I believe people don’t choose to become this kind of a tyrant unless they have hidden evil in their souls that drives them. Nate, a son of the founder, Fred Phelps, escaped his home and the church the moment he was emancipated. Thirty years later, he speaks about the abuse that took place in his home. Based on the little I’ve seen, I imagine there will be more to come. My patriarch’s demons were very dark, indeed. And looking back, I can see how they shaped him.

And I am grateful for a God who exposes…

winter’s bone

This isn’t the kind of film to watch alone on a dark and stormy night. Its not in the horror genre, but it is hard and raw and tense and angering. And after I watch a story like this I think, there are real people struggling through very similar kinds of circumstances at this very moment. And I’m grateful someone was willing to so effectively paint their plight.

Father, deliver us…

http://www.imdb.com/video/imdb/vi3239184153/

…and there came flashes of lightning, rumblings, peals of thunder, an earthquake and a great hailstorm

I used to read the Revelation and wonder what would have to happen to cause military forces to revert to the use of horses in battle. Of course that would only be a question to ponder for those who interpret that book literally. But in that light, I find there are some possible drivers that would move people functionally backward. I found it particularly interesting that Dr. Katu specifically stated, “…we would be thrown a hundred years back into the past.” Maybe this isn’t the year for me to invest in an iPad.

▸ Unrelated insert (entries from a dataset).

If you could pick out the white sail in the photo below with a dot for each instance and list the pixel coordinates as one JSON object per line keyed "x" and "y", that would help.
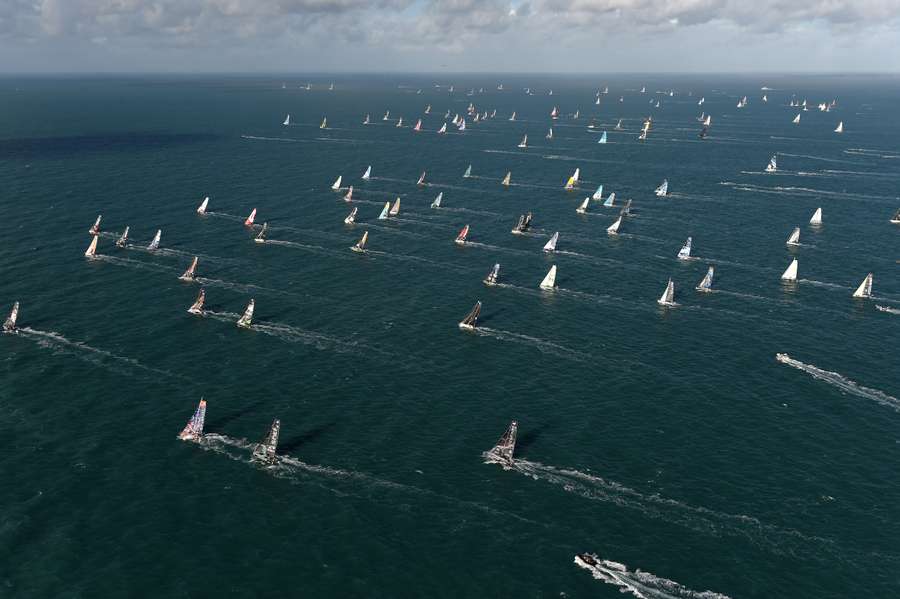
{"x": 816, "y": 217}
{"x": 549, "y": 281}
{"x": 794, "y": 239}
{"x": 685, "y": 252}
{"x": 550, "y": 246}
{"x": 247, "y": 319}
{"x": 613, "y": 229}
{"x": 790, "y": 273}
{"x": 865, "y": 288}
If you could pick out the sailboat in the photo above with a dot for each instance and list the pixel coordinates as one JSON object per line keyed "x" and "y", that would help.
{"x": 685, "y": 252}
{"x": 668, "y": 296}
{"x": 154, "y": 244}
{"x": 190, "y": 272}
{"x": 494, "y": 276}
{"x": 816, "y": 219}
{"x": 706, "y": 284}
{"x": 461, "y": 238}
{"x": 264, "y": 451}
{"x": 794, "y": 239}
{"x": 505, "y": 448}
{"x": 261, "y": 237}
{"x": 247, "y": 319}
{"x": 550, "y": 246}
{"x": 197, "y": 306}
{"x": 471, "y": 319}
{"x": 122, "y": 241}
{"x": 663, "y": 190}
{"x": 790, "y": 273}
{"x": 613, "y": 229}
{"x": 9, "y": 325}
{"x": 865, "y": 288}
{"x": 95, "y": 228}
{"x": 549, "y": 281}
{"x": 193, "y": 431}
{"x": 360, "y": 247}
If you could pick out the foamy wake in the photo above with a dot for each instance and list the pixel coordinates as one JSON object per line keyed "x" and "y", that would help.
{"x": 638, "y": 583}
{"x": 841, "y": 382}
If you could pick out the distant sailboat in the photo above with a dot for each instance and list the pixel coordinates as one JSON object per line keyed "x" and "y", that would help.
{"x": 360, "y": 247}
{"x": 190, "y": 272}
{"x": 197, "y": 306}
{"x": 550, "y": 246}
{"x": 471, "y": 319}
{"x": 790, "y": 274}
{"x": 247, "y": 319}
{"x": 493, "y": 277}
{"x": 193, "y": 431}
{"x": 685, "y": 252}
{"x": 865, "y": 288}
{"x": 154, "y": 244}
{"x": 706, "y": 284}
{"x": 122, "y": 241}
{"x": 461, "y": 238}
{"x": 668, "y": 296}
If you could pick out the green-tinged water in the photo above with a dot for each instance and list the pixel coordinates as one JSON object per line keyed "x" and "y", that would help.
{"x": 670, "y": 440}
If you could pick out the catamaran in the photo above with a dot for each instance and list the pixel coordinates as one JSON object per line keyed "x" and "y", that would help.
{"x": 685, "y": 252}
{"x": 663, "y": 190}
{"x": 790, "y": 273}
{"x": 193, "y": 431}
{"x": 794, "y": 239}
{"x": 494, "y": 276}
{"x": 706, "y": 284}
{"x": 247, "y": 319}
{"x": 197, "y": 306}
{"x": 668, "y": 296}
{"x": 816, "y": 219}
{"x": 95, "y": 228}
{"x": 190, "y": 272}
{"x": 471, "y": 319}
{"x": 865, "y": 288}
{"x": 549, "y": 281}
{"x": 264, "y": 451}
{"x": 154, "y": 244}
{"x": 122, "y": 241}
{"x": 550, "y": 246}
{"x": 360, "y": 247}
{"x": 261, "y": 237}
{"x": 461, "y": 238}
{"x": 9, "y": 325}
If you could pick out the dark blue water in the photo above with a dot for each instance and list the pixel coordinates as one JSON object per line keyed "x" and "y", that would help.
{"x": 669, "y": 440}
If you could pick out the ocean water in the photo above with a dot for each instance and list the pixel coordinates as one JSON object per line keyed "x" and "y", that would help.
{"x": 668, "y": 440}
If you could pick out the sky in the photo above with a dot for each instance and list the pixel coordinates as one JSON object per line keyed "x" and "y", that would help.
{"x": 433, "y": 36}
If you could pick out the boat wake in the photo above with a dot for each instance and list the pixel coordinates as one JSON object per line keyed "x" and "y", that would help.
{"x": 640, "y": 584}
{"x": 841, "y": 382}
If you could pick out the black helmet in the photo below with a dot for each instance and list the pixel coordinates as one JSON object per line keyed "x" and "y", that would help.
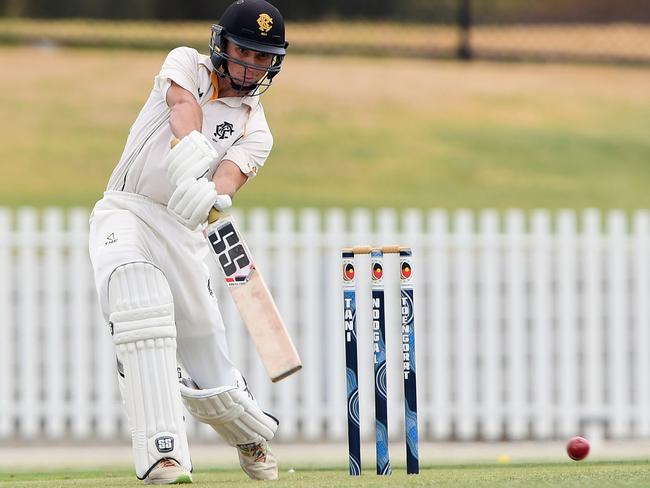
{"x": 252, "y": 24}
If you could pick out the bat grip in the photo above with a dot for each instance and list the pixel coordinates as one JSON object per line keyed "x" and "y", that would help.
{"x": 214, "y": 215}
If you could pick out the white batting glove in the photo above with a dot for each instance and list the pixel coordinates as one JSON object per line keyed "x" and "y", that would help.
{"x": 192, "y": 200}
{"x": 190, "y": 158}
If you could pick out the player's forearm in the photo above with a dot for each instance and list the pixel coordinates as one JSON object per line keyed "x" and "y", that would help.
{"x": 228, "y": 178}
{"x": 186, "y": 116}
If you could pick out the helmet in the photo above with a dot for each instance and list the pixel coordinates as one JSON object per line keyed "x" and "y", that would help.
{"x": 252, "y": 24}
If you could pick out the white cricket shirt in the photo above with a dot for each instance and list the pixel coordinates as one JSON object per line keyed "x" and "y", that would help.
{"x": 236, "y": 126}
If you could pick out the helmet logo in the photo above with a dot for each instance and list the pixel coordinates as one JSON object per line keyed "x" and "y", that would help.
{"x": 265, "y": 22}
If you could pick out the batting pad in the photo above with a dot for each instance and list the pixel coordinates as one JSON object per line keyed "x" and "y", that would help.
{"x": 142, "y": 321}
{"x": 231, "y": 412}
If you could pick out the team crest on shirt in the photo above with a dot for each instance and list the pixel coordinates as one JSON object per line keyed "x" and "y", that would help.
{"x": 265, "y": 22}
{"x": 224, "y": 131}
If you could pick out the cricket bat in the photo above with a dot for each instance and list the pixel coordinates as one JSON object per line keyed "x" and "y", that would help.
{"x": 252, "y": 297}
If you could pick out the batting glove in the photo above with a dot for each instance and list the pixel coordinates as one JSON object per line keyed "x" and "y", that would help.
{"x": 190, "y": 158}
{"x": 192, "y": 200}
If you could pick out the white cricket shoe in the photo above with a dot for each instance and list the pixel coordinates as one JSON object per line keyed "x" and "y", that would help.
{"x": 168, "y": 472}
{"x": 257, "y": 461}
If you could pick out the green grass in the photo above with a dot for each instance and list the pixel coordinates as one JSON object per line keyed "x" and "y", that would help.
{"x": 351, "y": 132}
{"x": 558, "y": 475}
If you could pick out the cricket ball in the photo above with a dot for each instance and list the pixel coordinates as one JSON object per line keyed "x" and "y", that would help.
{"x": 577, "y": 448}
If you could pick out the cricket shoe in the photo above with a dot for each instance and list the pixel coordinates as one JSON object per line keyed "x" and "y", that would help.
{"x": 168, "y": 472}
{"x": 257, "y": 461}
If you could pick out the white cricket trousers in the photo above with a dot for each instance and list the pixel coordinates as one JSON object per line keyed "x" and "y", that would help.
{"x": 125, "y": 228}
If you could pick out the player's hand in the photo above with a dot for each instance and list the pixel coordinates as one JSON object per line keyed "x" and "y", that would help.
{"x": 192, "y": 200}
{"x": 190, "y": 158}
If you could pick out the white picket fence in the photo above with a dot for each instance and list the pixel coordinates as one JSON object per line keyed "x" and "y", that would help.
{"x": 528, "y": 326}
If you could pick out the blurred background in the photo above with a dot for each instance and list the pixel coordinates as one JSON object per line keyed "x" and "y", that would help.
{"x": 505, "y": 141}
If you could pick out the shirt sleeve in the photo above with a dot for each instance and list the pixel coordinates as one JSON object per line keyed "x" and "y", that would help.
{"x": 253, "y": 148}
{"x": 181, "y": 67}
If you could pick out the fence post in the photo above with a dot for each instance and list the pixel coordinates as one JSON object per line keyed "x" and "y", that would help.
{"x": 489, "y": 320}
{"x": 28, "y": 342}
{"x": 439, "y": 345}
{"x": 6, "y": 329}
{"x": 54, "y": 299}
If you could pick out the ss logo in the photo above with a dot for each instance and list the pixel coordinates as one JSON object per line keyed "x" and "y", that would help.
{"x": 165, "y": 444}
{"x": 229, "y": 250}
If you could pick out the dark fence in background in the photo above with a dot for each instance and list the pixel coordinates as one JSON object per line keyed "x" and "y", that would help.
{"x": 435, "y": 11}
{"x": 536, "y": 30}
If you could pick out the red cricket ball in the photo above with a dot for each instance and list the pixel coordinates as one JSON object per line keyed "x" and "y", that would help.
{"x": 577, "y": 448}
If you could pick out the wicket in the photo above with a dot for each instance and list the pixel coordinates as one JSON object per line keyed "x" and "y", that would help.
{"x": 379, "y": 353}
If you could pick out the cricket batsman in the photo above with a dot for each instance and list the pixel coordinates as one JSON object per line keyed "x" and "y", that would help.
{"x": 147, "y": 245}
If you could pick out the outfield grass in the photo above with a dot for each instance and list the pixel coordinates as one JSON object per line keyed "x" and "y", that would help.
{"x": 557, "y": 475}
{"x": 351, "y": 132}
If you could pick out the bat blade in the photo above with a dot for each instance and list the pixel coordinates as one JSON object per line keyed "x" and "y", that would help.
{"x": 252, "y": 298}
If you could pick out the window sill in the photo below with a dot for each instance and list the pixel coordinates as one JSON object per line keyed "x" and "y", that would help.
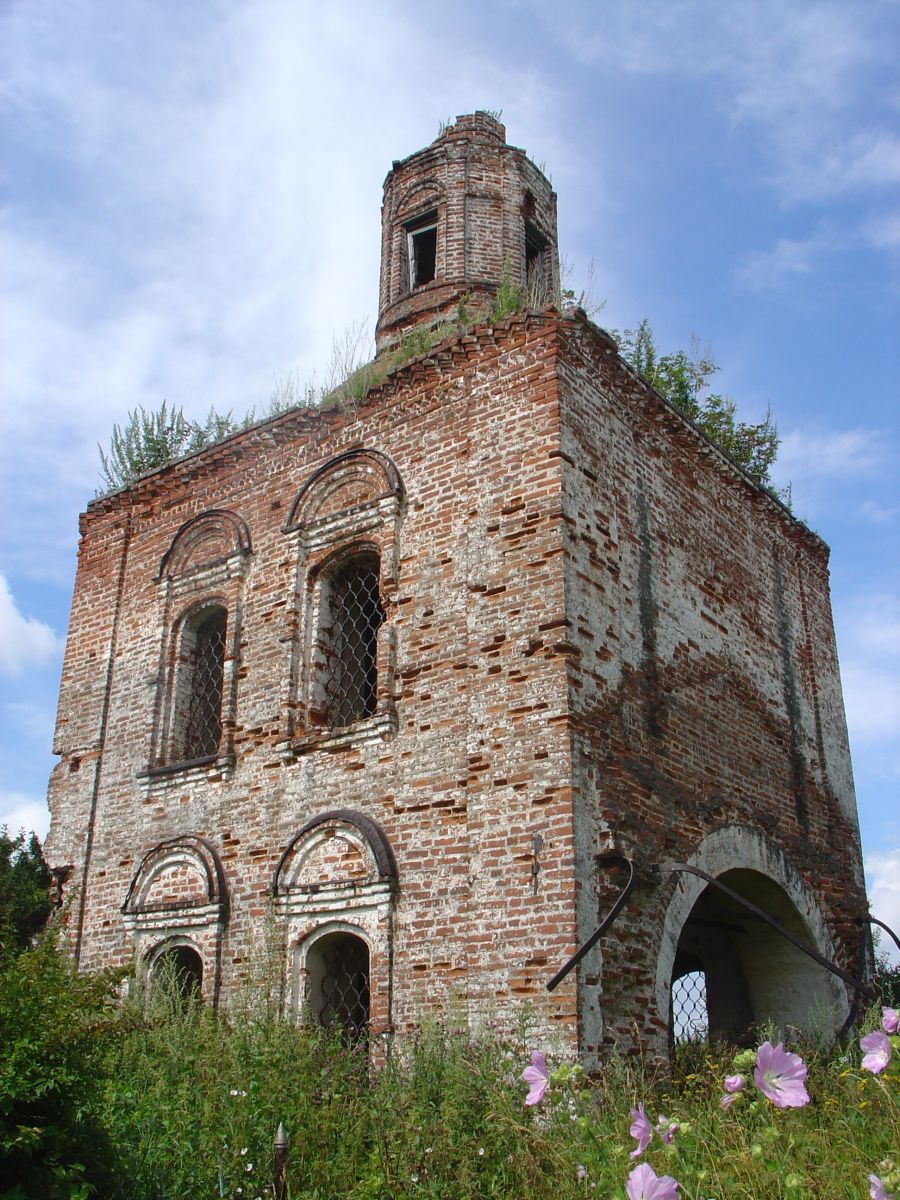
{"x": 211, "y": 767}
{"x": 372, "y": 729}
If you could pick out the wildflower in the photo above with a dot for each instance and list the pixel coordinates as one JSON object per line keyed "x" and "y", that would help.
{"x": 666, "y": 1128}
{"x": 733, "y": 1087}
{"x": 780, "y": 1077}
{"x": 641, "y": 1129}
{"x": 876, "y": 1048}
{"x": 538, "y": 1079}
{"x": 643, "y": 1183}
{"x": 876, "y": 1189}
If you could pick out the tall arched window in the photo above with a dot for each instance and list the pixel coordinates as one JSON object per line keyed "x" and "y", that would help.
{"x": 352, "y": 615}
{"x": 198, "y": 702}
{"x": 337, "y": 983}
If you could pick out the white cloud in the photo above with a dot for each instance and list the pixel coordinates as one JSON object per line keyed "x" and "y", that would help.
{"x": 24, "y": 641}
{"x": 870, "y": 667}
{"x": 34, "y": 721}
{"x": 835, "y": 454}
{"x": 767, "y": 270}
{"x": 883, "y": 871}
{"x": 799, "y": 75}
{"x": 21, "y": 811}
{"x": 876, "y": 513}
{"x": 871, "y": 697}
{"x": 883, "y": 232}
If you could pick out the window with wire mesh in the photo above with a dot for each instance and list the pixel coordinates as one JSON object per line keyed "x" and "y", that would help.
{"x": 353, "y": 615}
{"x": 690, "y": 1021}
{"x": 201, "y": 701}
{"x": 343, "y": 985}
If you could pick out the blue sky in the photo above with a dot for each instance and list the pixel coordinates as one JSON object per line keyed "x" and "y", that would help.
{"x": 190, "y": 208}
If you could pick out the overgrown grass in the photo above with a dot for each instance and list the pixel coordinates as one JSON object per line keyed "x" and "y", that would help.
{"x": 102, "y": 1098}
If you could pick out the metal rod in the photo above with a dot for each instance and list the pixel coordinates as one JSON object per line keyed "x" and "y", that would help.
{"x": 775, "y": 924}
{"x": 619, "y": 859}
{"x": 280, "y": 1163}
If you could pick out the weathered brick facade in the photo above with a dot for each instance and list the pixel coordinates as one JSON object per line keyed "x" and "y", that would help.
{"x": 591, "y": 633}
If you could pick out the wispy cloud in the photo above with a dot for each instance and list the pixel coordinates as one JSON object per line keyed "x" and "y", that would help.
{"x": 24, "y": 641}
{"x": 33, "y": 720}
{"x": 22, "y": 811}
{"x": 870, "y": 671}
{"x": 768, "y": 270}
{"x": 883, "y": 873}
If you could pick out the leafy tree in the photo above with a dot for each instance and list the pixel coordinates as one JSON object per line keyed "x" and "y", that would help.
{"x": 54, "y": 1029}
{"x": 24, "y": 892}
{"x": 683, "y": 378}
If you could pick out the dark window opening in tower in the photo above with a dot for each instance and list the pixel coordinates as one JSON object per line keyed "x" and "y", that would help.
{"x": 423, "y": 250}
{"x": 339, "y": 984}
{"x": 202, "y": 702}
{"x": 535, "y": 267}
{"x": 355, "y": 613}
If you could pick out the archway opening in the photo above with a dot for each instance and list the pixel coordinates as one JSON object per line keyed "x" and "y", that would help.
{"x": 337, "y": 983}
{"x": 733, "y": 972}
{"x": 178, "y": 972}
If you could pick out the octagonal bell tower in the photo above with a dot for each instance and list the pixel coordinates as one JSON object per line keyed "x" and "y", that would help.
{"x": 459, "y": 217}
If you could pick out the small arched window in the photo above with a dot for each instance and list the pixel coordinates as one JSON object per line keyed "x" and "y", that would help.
{"x": 352, "y": 615}
{"x": 198, "y": 703}
{"x": 337, "y": 983}
{"x": 178, "y": 973}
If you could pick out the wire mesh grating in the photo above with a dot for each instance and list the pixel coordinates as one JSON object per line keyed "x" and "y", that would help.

you don’t look like anyone i know

Amazon.com : Watch an Author Video.

A couple of weeks ago, I heard Heather Sellers interviewed on NPR regarding face blindness, and her memoir You Don’t Look Like Anyone I Know. The interview revealed little of Heather’s personal background, but my immediate response was, “Face blindness sounds like something that could be psychosomatically induced by trauma. I need to read her story.”

Well, I just finished reading it, and there is no evidence verifying psychological or emotional trauma can induce face blindness. But…  she definitely had more than her share.

The most helpful things for me in Heather’s book related to her skill in communicating her own thoughts and feelings. She had incredible self doubt when evaluating her family experiences as a child. And as an adult, her mental battles and resistance to breaking free of the prison her disability had placed her in were very telling. She resists, and resists going public with her challenges. When she finally shares her struggle with friends and co-workers in a mass email, she discovers she may not be the only one in her circle with this challenge. And she quickly becomes a “face blindness evangelist,” pressing others to go public, too. You feel the burden being freed from her shoulders once she shines the light in her dark corner.

I saw a lot of myself in her distorted self-assessments, and mental narratives-to-self, projecting what she believed other people to be thinking – about her, about her parents as she was growing up.

There are some unanswered questions. But books can never give you the entire story. I am amazed Heather is so able to love her parents, in spite of her experiences. That, in itself, is very humbling.